Dans ce contexte, la Grèce doit trouver un accord avec les Européens. Signé par Alexis Tsipras ou un autre, peu importe. Il existe des précédents peu reluisants. C’était en novembre 2011, au G20 de Cannes, au plus fort de la crise de l’euro : le premier ministre grec George Papandréou et l’Italien Silvio Berlusconi avaient comparu au tribunal de l’euro devant Sarkozy, Merkel et Obama. Bien sûr, ils ne furent pas putschés comme de malheureux démocrates sud-américains victimes de la CIA. Mais, de retour dans leur pays, ils ont comme par miracle perdu leur majorité. Papandréou fut remplacé par le banquier central Loukas Papademos et Berlusconi par l’ex-commissaire européen Mario Monti.

Imaginons donc un scénario de crise : 30 juin, constat de défaut de la Grèce ; 1er juillet, panique bancaire et instauration d’un contrôle des changes par Tsipras, contraint et forcé ; 2 juillet, mise en minorité du gouvernement Tsipras par les irréductibles de Syriza ; 3 juillet, constitution d’un gouvernement d’union nationale, avec ou sans Tsipras ; 4 juillet : retour des négociateurs à Bruxelles-Canossa. Odieusement antidémocratique ? Les Grecs jouent au poker. Pourquoi pas nous ?

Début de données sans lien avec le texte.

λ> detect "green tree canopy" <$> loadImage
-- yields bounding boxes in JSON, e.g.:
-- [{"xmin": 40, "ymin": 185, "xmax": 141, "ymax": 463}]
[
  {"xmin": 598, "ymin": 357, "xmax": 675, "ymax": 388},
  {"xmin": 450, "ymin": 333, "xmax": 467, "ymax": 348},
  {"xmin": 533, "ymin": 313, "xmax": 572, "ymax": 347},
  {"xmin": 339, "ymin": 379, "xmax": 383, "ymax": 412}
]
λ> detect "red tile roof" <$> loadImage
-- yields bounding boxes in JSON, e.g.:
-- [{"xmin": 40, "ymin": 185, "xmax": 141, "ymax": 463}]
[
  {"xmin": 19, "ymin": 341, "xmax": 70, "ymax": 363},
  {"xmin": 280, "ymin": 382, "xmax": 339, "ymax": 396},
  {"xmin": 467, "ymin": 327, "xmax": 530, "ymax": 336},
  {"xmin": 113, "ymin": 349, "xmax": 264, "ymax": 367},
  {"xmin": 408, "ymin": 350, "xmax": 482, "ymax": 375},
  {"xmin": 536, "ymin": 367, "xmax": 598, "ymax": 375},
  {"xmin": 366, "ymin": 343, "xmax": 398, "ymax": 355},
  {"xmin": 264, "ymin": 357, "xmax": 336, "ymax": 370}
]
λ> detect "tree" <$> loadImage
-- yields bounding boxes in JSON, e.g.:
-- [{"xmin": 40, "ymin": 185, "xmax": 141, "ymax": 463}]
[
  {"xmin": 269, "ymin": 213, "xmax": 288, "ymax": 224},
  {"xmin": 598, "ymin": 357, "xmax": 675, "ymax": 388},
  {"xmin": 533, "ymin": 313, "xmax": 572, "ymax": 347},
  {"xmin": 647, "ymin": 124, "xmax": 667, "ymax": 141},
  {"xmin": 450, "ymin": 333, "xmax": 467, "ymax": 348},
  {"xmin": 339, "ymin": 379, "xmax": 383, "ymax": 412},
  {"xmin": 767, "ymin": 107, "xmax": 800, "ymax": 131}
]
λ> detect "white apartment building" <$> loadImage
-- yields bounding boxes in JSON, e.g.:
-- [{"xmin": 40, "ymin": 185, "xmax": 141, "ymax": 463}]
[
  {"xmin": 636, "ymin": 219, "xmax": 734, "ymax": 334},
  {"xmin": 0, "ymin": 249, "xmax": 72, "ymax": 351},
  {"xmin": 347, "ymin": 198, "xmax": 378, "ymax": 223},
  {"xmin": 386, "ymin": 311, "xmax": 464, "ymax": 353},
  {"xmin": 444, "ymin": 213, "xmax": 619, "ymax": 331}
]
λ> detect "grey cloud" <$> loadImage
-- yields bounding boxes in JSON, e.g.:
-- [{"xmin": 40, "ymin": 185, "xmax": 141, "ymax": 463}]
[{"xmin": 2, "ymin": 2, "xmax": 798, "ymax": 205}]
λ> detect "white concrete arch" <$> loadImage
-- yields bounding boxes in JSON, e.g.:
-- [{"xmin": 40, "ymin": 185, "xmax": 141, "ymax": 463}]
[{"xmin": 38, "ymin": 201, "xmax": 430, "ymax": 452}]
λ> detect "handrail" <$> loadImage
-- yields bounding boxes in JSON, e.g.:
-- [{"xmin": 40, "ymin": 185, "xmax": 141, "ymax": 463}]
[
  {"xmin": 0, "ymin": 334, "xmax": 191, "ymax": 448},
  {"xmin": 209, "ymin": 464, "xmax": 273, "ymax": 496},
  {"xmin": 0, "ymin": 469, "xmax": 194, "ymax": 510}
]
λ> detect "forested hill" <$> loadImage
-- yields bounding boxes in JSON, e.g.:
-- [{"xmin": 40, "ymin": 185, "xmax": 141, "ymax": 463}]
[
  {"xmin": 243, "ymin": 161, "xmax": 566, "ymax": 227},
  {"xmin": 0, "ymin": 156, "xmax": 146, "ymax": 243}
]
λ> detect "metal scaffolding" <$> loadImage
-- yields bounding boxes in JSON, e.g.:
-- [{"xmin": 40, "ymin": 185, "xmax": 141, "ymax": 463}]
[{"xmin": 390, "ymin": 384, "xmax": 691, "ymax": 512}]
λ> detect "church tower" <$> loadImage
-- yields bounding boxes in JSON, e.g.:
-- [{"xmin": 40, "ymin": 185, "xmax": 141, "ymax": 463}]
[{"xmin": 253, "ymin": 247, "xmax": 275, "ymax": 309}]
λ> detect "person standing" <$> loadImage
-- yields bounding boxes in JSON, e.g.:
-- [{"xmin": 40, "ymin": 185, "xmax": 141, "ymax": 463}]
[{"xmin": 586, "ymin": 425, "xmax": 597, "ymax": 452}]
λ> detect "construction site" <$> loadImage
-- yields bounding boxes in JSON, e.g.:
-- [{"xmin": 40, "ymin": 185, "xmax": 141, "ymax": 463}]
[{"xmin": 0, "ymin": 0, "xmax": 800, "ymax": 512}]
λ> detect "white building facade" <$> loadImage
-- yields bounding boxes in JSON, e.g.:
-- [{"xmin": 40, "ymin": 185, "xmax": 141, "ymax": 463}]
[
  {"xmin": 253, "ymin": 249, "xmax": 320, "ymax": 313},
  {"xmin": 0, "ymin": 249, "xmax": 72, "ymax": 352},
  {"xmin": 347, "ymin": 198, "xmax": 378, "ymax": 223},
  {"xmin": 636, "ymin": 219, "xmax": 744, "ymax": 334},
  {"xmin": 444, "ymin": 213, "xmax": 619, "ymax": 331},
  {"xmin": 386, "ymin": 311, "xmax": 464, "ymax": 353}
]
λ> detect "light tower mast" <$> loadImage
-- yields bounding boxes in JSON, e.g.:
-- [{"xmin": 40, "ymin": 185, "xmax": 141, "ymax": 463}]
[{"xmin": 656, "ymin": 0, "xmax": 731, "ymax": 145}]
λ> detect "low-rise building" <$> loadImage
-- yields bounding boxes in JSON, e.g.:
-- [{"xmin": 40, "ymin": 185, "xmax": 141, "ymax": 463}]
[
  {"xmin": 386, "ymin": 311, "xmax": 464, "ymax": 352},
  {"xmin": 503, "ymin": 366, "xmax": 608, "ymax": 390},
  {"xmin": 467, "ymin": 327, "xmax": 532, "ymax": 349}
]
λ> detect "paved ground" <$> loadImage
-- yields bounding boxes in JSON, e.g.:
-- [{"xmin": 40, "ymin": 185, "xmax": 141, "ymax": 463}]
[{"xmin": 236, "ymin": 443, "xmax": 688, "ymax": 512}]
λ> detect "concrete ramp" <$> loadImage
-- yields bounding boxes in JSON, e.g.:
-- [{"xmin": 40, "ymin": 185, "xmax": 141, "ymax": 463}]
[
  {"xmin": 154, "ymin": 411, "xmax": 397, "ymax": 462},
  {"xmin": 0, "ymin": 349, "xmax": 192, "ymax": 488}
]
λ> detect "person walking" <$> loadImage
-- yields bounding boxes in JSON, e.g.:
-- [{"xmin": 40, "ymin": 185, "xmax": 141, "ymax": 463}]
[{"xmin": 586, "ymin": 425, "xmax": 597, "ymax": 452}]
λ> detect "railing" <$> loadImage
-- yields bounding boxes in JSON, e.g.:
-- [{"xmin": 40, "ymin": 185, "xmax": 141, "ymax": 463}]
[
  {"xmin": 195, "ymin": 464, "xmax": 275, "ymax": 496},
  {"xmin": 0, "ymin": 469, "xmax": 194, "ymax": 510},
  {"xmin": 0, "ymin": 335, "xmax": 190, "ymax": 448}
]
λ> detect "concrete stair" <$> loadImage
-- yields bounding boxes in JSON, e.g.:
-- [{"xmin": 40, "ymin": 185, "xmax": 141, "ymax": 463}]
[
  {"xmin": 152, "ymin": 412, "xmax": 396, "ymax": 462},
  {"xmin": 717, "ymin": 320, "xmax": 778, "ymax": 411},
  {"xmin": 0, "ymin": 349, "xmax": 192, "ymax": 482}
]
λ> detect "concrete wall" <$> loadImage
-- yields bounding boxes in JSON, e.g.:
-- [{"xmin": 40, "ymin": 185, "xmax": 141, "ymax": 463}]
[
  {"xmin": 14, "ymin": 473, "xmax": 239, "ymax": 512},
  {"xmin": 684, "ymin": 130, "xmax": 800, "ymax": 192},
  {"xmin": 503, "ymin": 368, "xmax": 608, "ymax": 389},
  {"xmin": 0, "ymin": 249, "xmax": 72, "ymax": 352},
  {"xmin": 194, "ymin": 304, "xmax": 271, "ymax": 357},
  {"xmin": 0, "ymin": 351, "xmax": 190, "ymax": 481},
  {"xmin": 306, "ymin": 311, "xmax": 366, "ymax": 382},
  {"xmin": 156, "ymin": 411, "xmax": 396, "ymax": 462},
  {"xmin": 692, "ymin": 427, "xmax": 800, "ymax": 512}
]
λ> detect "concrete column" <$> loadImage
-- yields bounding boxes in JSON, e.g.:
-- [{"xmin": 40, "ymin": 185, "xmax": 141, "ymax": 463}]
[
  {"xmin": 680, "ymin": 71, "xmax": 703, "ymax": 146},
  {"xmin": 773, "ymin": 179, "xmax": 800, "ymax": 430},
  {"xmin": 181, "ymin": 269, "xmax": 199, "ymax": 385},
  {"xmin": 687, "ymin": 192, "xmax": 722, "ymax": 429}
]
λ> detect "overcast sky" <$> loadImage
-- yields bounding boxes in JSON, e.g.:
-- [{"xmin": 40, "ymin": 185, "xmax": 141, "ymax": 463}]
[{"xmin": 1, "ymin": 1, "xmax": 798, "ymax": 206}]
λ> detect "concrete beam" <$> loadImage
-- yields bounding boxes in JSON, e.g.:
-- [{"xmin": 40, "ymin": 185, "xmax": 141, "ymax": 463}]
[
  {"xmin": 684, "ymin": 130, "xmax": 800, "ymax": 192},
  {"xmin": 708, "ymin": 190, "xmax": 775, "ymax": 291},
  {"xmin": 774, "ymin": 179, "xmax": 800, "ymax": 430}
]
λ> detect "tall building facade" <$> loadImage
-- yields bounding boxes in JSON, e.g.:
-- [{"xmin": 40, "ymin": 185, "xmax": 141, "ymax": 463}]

Éloge et planification d’un coup d’Etat dans le journal de référence de centre-gauche français … Décidément, ils se lâchent.

La défense. Faisons ensuite un petit tour de voix opposées à la mise à mort de la Grèce.

Il faudrait citer tous les articles publiés dans « La Tribune » par Romaric Godin — à ma connaissance le meilleur chroniqueur francophone de cette vilaine affaire. Voici la conclusion de son dernier article en date, publié le 19 juin :

Pour faire pencher la balance en leur faveur dans les négociations, les créanciers et l’Eurosystème ont utilisé la menace du Bank Run. C’est une arme redoutable, car aucun gouvernement n’est vraiment capable de survivre à un tel phénomène. Cela en dit long sur le point jusqu’où les créanciers sont prêts à aller. S’il veut éviter une catastrophe, le gouvernement grec serait donc, s’il accepte la logique des créanciers, contraint d’accepter lundi leur plan qui, à la différence du plan grec, n’a pas évolué. Alexis Tsipras devrait désormais choisir entre accepter le Bank Run qui mène directement ou à un scénario chypriote ou au Grexit, ou accepter les coupes dans les retraites et la hausse de la TVA qui mènent à coup sûr à la chute du gouvernement et à la dissolution de fait de Syriza, mais aussi à des conséquences néfastes pour l’économie. Alexis Tsipras se retrouve alors perdant dans les deux cas. Mais à condition d’accepter le défi que lui lance les créanciers.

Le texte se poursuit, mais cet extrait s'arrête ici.